A group of scientists in the United States and Korea report on the synthesis of crumpled graphene balls [Luo et al., ACS Nano., DOI: 10.1021/nn203115u]
The crumpled particles are amazingly resistant to aggregation in both solution and solid state, and remain largely intact and re-dispersible after chemical treatment, wet processing, annealing and even pelletizing at high pressure. These new findings should greatly benefit applications using bulk quantities of graphene, such as in energy storage or conversion devices.
Imagine crumpling up a paper ball in your hand, these particles look exactly the same (but at sub-micron length scale), and actually share similar properties with the paper ball! One of the wonderful properties of crumpled paper balls is their strain-hardening effect think about how you crush the ball in your hand; the harder you compress them, the stiffer they become, due to the formation of folded ridges that increase the strength. The researchers found similar effects in the crumpled graphene balls.
One of the authors told Materials Today, “This finding translates to amazing aggregation and compression-resistant properties of the crumpled graphene particles. A major problem in the large scale application of graphene is the ease of aggregation of the sheet-like particles, which readily kills their properties like high surface area, and makes them unprocessable.
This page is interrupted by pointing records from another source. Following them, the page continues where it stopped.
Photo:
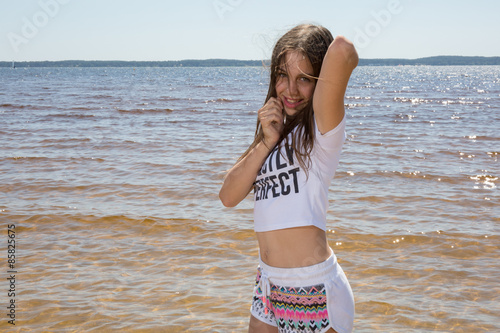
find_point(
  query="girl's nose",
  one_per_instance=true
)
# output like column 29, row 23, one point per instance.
column 292, row 87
With our crumpled particles, the graphene powders do not aggregate no matter how you process them”. He goes on to say, “This also makes them recyclable! And all this is achieved without degrading the electrical properties of the bulk material. Further, in terms of applications, the crumpled particles should help to standardize the graphene materials by delivering stable surface areas”.
From a basic science point of view, the researchers used mechanical deformation to induce 2D to 3D dimensional transitions, thus obtaining a structure that always has unfavorable/frustrated Van der Waals attraction either in solution or in dried (or even compressed) state, this is why the balls do not aggregate.
These particles represent a new type of material with very unique structures, not just at the surface but also inside. No material like this has previously been reported. Further work is continuing to elucidate structural and physical properties even further.